TABLE-US-00023 TABLE 23 Detection of NKG2D-F CAR-NK cell proliferation BI-CAR Proliferation folds BI-CAR18 1538.33 BI-CAR19 2166.67 BI-CAR20 2166.67 BI-CAR21 1950.00 BI-CAR06 1473.33 NK 1690.00

13.4 Detection of Multiple-Run Killing Effects of NKG2D-F CAR-NK

[0233] On day 6 after the retroviral infection of NK cells, the multiple-run in vitro killing effects of BI-CAR18, BI-CAR19, BI-CAR20, BI-CAR21, and BI-CAR06 on NCI H929 cells, RPMI 8226 cells, MOLP8 cells, NCI H929-hBCMA-KO cells, and NCI H929+20% (or 10% or 5%) H929-hBCMA-KO heterogeneous tumor cells. The multiple-run in vitro killing effects on the cells described above were determined by referring to the method in Example 7.

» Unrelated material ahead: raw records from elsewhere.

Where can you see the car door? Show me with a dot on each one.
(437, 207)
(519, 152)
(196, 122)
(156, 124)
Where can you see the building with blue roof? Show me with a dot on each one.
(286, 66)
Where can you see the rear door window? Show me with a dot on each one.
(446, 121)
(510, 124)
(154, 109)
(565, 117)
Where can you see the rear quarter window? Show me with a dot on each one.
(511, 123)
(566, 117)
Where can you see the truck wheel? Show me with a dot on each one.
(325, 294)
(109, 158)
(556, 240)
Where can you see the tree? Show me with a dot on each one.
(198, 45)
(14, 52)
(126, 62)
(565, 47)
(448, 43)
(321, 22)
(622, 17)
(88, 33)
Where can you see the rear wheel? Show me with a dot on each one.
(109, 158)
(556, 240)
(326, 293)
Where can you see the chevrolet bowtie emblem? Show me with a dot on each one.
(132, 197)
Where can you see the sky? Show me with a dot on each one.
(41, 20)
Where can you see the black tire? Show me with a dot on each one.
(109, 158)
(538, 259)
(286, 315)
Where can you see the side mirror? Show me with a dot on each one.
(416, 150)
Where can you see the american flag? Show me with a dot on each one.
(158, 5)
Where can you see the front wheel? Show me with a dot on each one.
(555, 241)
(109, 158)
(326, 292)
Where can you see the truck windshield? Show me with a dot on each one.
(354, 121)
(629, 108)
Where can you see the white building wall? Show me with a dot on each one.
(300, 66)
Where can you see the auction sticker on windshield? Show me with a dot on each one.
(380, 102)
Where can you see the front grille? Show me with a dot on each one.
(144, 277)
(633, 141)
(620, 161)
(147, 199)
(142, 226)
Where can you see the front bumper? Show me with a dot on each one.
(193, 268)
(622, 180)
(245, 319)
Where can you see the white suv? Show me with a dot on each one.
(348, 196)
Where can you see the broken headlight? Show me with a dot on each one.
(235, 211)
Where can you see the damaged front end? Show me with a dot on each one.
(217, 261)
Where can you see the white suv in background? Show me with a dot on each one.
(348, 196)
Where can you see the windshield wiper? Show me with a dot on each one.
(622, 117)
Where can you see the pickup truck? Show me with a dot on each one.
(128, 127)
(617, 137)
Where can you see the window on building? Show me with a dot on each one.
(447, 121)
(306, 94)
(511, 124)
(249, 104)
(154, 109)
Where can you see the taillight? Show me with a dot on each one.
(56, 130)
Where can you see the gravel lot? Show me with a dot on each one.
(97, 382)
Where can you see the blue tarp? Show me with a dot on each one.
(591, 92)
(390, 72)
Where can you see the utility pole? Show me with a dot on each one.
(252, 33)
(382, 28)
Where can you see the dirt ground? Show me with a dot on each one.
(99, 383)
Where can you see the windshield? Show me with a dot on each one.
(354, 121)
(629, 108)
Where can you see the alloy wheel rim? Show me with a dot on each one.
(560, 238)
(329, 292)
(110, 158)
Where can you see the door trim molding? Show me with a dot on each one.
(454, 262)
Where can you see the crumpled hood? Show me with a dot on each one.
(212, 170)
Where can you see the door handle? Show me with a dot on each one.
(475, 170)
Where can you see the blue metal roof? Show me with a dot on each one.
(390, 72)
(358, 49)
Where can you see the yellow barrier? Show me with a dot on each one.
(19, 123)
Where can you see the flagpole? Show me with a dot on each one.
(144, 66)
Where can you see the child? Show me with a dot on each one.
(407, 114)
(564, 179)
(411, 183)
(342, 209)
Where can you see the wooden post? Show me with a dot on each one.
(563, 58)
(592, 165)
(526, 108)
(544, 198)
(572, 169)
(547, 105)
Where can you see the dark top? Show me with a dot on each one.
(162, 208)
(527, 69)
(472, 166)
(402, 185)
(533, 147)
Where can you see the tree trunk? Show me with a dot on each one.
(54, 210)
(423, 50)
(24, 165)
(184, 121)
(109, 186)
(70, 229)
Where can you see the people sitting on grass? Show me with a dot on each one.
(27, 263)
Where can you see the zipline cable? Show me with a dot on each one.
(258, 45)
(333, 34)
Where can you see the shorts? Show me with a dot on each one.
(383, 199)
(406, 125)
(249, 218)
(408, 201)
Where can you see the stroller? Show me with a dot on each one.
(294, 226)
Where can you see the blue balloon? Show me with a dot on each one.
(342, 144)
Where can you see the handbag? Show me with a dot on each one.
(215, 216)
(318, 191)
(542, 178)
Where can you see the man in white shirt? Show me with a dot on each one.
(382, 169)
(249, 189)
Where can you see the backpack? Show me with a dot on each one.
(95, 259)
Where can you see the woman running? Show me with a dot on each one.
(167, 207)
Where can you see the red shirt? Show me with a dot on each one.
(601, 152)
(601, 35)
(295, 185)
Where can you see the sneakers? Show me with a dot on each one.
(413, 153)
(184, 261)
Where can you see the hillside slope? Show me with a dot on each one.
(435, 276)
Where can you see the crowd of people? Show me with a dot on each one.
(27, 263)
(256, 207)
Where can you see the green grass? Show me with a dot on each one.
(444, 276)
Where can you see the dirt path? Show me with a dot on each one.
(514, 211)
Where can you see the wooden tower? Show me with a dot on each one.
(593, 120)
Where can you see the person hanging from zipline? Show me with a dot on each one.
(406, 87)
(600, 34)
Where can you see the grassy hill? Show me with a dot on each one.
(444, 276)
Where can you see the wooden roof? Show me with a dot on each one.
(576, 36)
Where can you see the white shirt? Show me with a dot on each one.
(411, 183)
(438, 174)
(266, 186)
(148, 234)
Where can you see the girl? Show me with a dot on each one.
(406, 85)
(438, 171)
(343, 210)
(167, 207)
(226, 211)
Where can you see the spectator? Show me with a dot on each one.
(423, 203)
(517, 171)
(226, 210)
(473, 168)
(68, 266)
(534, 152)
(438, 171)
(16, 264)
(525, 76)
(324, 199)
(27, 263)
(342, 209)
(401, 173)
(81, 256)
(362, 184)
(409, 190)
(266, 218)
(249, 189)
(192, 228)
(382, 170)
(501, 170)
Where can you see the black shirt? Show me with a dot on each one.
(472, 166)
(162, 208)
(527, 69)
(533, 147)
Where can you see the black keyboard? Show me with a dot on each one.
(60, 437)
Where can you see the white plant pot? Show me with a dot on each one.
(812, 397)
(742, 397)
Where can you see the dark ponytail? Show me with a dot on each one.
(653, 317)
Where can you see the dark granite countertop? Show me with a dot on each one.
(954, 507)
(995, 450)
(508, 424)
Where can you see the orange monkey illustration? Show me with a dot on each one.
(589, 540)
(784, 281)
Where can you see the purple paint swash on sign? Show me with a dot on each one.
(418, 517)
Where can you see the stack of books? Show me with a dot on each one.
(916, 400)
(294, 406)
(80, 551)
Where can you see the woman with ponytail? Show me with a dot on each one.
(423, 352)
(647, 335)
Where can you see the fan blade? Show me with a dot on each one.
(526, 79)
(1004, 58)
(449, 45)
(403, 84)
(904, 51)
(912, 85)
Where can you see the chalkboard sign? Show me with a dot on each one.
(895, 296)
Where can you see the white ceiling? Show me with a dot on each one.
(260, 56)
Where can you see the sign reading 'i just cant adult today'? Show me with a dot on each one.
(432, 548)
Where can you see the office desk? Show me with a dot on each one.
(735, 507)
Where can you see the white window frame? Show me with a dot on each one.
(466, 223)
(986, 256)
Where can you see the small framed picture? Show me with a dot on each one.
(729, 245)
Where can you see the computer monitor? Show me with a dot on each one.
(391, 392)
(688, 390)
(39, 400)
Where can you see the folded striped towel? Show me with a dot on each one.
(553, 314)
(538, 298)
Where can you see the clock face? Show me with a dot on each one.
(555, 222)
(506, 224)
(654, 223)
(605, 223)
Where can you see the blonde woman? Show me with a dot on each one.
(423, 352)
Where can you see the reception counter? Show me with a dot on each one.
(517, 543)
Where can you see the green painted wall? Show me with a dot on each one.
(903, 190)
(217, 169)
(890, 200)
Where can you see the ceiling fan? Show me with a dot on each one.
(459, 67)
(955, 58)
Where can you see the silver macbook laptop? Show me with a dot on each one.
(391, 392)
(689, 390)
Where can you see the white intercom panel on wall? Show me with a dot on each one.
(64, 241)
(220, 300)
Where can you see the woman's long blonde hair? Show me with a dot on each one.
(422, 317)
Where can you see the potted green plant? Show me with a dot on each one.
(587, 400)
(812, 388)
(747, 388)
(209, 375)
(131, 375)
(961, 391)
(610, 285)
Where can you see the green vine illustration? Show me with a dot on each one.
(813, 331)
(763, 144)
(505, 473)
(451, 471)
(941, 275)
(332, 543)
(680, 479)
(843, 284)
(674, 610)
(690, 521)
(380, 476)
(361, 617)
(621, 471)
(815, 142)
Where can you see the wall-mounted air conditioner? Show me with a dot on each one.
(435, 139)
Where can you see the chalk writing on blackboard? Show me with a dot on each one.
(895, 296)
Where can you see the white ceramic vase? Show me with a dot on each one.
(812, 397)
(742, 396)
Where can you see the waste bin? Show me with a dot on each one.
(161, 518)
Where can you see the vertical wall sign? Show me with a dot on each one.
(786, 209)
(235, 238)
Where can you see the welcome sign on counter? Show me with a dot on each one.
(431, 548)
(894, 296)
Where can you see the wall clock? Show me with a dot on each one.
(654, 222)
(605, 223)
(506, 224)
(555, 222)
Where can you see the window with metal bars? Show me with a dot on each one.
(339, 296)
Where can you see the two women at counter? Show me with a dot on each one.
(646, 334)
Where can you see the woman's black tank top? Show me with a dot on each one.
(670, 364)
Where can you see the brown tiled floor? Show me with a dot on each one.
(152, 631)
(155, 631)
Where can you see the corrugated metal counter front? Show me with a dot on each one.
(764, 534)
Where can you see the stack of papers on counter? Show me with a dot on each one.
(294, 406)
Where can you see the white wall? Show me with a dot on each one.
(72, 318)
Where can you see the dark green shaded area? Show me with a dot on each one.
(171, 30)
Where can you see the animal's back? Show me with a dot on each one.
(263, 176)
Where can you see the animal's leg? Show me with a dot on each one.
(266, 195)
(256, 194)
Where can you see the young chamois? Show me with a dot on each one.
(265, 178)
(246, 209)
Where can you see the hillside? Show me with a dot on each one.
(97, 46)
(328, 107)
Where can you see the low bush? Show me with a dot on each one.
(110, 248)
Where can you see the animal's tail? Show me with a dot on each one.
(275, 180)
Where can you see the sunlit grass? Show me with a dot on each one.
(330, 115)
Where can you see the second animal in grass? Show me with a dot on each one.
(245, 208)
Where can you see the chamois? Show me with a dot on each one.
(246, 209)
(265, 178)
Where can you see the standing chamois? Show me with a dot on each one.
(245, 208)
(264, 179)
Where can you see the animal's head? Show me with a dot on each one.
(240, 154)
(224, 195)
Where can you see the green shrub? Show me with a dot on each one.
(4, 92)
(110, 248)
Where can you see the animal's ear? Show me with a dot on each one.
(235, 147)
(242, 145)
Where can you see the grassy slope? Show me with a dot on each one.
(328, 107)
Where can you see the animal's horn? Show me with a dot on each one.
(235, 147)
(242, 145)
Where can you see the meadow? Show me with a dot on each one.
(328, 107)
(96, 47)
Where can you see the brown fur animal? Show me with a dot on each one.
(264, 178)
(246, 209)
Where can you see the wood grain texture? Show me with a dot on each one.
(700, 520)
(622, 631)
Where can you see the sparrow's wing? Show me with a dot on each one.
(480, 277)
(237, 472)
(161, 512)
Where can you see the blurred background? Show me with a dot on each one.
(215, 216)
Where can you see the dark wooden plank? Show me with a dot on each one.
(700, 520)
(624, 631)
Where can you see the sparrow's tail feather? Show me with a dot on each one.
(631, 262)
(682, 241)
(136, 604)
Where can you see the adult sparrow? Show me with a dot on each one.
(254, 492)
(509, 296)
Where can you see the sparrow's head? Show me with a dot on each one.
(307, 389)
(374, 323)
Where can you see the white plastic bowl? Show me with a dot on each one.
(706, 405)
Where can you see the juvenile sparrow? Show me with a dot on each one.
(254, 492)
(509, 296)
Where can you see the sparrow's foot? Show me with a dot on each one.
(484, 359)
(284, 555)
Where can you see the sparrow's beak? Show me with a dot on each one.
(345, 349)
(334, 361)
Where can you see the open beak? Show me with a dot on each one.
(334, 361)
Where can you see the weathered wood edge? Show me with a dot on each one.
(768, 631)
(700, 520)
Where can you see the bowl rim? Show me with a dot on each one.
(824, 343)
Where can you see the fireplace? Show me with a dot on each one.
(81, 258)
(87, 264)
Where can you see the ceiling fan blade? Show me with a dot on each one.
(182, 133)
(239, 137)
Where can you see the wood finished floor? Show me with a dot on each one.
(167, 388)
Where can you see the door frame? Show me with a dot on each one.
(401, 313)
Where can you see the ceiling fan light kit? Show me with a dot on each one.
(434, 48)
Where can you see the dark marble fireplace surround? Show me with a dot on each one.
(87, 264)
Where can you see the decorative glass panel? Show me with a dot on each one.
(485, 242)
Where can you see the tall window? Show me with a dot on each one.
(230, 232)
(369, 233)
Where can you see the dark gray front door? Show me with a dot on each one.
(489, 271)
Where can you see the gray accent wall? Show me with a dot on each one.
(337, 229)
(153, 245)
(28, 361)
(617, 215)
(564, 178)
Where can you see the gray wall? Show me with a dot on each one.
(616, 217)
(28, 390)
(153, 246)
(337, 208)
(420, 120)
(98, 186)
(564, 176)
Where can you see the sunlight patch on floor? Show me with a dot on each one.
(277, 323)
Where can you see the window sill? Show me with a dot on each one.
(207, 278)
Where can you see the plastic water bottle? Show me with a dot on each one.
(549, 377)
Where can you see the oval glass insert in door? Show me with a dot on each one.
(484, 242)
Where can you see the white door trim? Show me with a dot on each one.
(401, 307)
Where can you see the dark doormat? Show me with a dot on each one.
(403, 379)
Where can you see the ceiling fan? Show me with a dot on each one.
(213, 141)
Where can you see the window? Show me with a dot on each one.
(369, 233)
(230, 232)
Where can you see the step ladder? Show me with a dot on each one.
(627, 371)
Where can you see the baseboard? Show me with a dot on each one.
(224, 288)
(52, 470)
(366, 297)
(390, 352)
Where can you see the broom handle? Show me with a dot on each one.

[0234] The results of multiple-run killing assay of BI-CAR NK cells, as shown in FIGS. 18A-18F, indicate that the multiple-run killing effects of the BI-CAR19, BI-CAR20, and BI-CAR21 were superior to those of the BI-CAR18 and BI-CAR06. The BI-CAR21 had the best killing effect on NCI H929 cells, and could still maintain a cell killing rate of 30% in the fourth run of killing (R4-1d); the BI-CAR19, BI-CAR20, and BI-CAR21 had the best killing effect on NCI H929+20% (or 10% or 5%) H929-hBCMA-KO heterogeneous tumor cells, RPMI 8226 cells, and MOLP8 cells, and could still maintain a cell killing rate of 30% or higher in the fourth run of killing (R4-1d) against NCI H929+20% (or 10% or 5%) H929-hBCMA-KO heterogeneous tumor cells and a cell killing rate of about 10% in the fifth run of killing (R5-1d) against RPMI 8226 cells and MOLP8 cells.